“But a police source raised the question of why the men — who had earlier been seen walking along a track near bushland off New Illawarra Rd — were at a location clearly marked as restricted Commonwealth land.” Why indeed? Were they “sightseeing,” as other Muslims discovered in sensitive areas have claimed? Will Australian police monitor the movements of these men in the future, or would that be “Islamophobic”?
“Group of five men released after police called to area near Lucas Heights nuclear reactor,” by Warren Gibbs, The Daily Telegraph, September 23, 2014 (thanks to Kenneth):
A GROUP of men triggered a security scare at Sydney’s Lucas Heights nuclear reactor yesterday after two vehicles parked about 100m from the front security gate.
The five adults, who were with two children, were interviewed by NSW and federal police for about 20 minutes after they were spotted near the highly sensitive site at 5.15pm.
Police quizzed the men about their movements, taking down particulars from each of them and checking their identifications.
After the discussions, the men were allowed to go without charge, with police warning them that Lucas Heights is a protected Commonwealth facility controlled by the Australian Nuclear Science And Technology Organisation.
But a police source raised the question of why the men — who had earlier been seen walking along a track near bushland off New Illawarra Rd — were at a location clearly marked as restricted Commonwealth land.

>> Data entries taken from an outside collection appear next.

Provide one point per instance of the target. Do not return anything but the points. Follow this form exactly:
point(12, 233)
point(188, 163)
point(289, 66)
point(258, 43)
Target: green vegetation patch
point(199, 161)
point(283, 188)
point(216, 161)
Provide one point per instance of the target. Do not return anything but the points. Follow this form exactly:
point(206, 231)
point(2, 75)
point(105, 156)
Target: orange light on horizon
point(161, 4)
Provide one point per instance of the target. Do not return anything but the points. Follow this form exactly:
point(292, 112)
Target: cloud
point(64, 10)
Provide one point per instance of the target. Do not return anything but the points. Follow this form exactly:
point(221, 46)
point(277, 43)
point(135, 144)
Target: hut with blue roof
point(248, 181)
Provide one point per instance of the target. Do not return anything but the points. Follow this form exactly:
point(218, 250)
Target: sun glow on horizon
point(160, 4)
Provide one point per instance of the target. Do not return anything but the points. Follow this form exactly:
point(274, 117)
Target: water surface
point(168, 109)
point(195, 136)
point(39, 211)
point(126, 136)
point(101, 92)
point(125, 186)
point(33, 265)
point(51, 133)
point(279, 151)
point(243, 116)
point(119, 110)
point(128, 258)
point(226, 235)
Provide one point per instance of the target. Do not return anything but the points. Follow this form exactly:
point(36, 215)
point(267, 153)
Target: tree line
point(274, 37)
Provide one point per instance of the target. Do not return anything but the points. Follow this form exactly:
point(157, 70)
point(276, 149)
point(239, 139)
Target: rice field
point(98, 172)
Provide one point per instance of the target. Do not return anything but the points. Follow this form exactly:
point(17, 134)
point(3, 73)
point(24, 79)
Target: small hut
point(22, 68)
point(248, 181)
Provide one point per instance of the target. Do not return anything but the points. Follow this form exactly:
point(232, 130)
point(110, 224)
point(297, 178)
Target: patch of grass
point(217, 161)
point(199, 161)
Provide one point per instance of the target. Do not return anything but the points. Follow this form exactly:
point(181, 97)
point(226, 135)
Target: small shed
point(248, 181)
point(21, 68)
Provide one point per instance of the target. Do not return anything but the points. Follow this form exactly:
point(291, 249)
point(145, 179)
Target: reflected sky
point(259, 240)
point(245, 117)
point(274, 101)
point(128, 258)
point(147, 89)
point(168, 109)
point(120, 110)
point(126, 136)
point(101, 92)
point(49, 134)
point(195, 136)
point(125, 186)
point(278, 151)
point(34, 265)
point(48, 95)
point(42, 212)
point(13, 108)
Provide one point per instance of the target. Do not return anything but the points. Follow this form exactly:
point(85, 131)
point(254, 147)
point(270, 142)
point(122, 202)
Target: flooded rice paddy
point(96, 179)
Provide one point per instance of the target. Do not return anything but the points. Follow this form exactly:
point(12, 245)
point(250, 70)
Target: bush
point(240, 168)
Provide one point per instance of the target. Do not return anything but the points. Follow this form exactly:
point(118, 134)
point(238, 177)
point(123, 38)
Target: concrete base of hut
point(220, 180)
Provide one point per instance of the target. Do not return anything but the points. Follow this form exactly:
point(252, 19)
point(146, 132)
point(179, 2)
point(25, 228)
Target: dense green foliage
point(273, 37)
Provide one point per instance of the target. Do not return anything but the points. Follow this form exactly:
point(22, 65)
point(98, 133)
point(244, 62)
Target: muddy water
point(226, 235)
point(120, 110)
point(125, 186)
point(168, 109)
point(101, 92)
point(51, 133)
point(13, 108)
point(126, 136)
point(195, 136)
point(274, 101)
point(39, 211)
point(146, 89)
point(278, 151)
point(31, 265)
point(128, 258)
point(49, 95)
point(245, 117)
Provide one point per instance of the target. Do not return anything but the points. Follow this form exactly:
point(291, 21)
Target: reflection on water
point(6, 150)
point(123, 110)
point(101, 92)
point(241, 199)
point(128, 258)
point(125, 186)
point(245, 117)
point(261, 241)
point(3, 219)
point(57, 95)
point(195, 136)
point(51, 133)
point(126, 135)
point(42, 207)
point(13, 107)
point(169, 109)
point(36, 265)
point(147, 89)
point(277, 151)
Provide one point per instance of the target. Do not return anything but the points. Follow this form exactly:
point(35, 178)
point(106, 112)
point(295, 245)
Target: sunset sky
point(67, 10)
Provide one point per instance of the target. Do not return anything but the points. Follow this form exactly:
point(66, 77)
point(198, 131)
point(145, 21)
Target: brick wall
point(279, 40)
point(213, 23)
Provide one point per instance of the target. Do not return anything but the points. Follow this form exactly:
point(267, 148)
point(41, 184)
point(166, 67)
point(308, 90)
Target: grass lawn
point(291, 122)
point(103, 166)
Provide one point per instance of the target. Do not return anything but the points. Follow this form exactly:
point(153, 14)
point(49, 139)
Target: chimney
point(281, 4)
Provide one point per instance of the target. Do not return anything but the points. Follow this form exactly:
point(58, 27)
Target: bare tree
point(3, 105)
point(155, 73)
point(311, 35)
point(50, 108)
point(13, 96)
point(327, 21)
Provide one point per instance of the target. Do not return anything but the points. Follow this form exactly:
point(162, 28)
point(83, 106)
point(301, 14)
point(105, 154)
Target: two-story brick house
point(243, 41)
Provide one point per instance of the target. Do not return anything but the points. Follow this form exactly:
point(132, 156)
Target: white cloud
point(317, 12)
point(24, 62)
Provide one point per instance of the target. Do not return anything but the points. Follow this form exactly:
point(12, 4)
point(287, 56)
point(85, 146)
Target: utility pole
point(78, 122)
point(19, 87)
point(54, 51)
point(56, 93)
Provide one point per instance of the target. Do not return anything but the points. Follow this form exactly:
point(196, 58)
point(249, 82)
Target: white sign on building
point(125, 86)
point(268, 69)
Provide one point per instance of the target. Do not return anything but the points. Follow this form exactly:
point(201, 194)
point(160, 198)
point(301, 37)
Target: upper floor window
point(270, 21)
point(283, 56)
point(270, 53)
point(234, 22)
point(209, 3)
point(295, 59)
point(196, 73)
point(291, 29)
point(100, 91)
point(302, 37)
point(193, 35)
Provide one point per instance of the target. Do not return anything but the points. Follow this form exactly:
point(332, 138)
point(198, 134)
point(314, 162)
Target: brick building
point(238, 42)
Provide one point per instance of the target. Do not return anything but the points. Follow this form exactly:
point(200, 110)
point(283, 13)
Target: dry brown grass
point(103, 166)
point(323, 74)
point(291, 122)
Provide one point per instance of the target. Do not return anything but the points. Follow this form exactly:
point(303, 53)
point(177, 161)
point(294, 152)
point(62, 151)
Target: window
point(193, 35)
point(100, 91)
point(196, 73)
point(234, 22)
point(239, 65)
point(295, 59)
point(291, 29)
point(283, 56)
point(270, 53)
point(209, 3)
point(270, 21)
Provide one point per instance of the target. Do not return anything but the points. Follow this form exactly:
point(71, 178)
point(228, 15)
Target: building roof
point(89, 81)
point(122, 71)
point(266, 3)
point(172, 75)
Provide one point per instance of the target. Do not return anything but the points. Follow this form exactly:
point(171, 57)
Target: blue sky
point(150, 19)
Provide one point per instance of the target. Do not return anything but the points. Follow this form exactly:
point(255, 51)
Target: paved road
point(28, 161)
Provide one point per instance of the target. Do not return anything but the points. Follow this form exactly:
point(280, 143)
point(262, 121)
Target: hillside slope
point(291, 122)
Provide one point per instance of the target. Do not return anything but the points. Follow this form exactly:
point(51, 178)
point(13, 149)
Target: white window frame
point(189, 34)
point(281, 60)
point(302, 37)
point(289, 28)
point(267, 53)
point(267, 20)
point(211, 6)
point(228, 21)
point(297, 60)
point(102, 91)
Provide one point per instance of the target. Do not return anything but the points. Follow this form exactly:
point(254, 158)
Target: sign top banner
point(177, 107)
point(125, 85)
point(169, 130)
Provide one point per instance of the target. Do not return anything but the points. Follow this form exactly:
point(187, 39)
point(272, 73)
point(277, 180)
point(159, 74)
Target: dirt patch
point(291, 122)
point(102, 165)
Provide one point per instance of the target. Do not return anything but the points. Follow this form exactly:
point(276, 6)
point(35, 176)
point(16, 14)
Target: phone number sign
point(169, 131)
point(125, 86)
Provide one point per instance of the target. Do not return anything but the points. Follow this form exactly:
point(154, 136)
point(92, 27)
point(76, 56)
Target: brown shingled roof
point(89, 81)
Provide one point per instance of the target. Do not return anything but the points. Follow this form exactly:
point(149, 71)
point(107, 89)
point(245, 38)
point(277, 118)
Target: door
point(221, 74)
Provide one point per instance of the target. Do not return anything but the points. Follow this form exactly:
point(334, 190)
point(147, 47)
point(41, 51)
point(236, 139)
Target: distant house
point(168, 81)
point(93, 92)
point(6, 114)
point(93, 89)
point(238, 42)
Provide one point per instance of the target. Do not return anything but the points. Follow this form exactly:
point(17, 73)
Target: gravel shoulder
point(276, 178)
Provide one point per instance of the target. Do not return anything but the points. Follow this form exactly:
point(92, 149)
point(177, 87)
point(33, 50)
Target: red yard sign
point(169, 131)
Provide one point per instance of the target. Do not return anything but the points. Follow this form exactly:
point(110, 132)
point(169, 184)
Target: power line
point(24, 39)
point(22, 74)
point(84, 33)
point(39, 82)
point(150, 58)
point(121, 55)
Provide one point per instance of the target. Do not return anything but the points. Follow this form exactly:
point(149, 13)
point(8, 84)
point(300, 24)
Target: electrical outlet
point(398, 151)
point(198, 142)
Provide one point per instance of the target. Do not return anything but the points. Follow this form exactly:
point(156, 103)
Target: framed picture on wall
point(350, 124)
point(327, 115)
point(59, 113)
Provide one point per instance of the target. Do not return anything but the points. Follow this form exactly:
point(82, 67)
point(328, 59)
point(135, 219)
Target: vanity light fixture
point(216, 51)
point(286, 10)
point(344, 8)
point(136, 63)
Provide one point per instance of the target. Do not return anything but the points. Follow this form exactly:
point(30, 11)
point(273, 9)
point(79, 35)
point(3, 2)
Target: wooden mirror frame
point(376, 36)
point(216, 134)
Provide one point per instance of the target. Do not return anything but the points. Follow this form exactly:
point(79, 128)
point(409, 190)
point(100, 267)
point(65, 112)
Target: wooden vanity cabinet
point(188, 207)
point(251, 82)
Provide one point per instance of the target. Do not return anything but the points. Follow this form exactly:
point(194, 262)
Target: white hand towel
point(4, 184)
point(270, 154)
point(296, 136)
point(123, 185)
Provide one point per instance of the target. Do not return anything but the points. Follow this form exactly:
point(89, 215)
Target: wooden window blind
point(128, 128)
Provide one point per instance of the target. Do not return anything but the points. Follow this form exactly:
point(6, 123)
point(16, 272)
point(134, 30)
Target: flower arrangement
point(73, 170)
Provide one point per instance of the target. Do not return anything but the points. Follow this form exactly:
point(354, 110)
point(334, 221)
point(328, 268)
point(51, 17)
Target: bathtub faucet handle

“That’s the most concerning question and explains why so many police raced to the scene,” the source said.
Nine News reported that at least two of the men, wearing robes, were seen praying not long after they had been stopped by police.
It is believed police warned the men that trespassing in the restricted zone was potentially an offence that carries a $2000 maximum fine and/or up to six months in jail depending on the circumstances.
A police spokesman said: “Following inquiries, all occupants of the vehicles were allowed to leave.”
The Lucas Heights facility is heavily protected and security has been progressively increased in the wake of several security scares and incidents in recent times involving bushwalkers and trail-bike riders.
One unrelated example was a terror plot involving French Islamic convert Willie Brigitte in 2003.
The facility was also the focus of the foiled Pendennis terror plot involving Australian-born terrorist Mohamed Elomar, who was photographed proudly holding the severed heads of Syrian soldiers while fighting with Islamic State militants.
He was arrested in 2005 and jailed for being the bombmaker in the Pendennis plot to blow up the nuclear reactor and the MCG.
The area is subject to restricted airspace and is bound by perimeter fencing, CCTV cameras, barriers and tyre-shredding road spikes.
A huge steel protective barrier was built over the nuclear reactor in 2004 to protect its core if an aircraft was flown into it.
Dubbed the “chip basket”, the striking 30m-long feature, the first of its kind in the world, acts as a net to catch a terrorist-piloted aircraft.
Personnel vetting, information security and technology measures are part of the security measures on the site, 31km southwest of Sydney.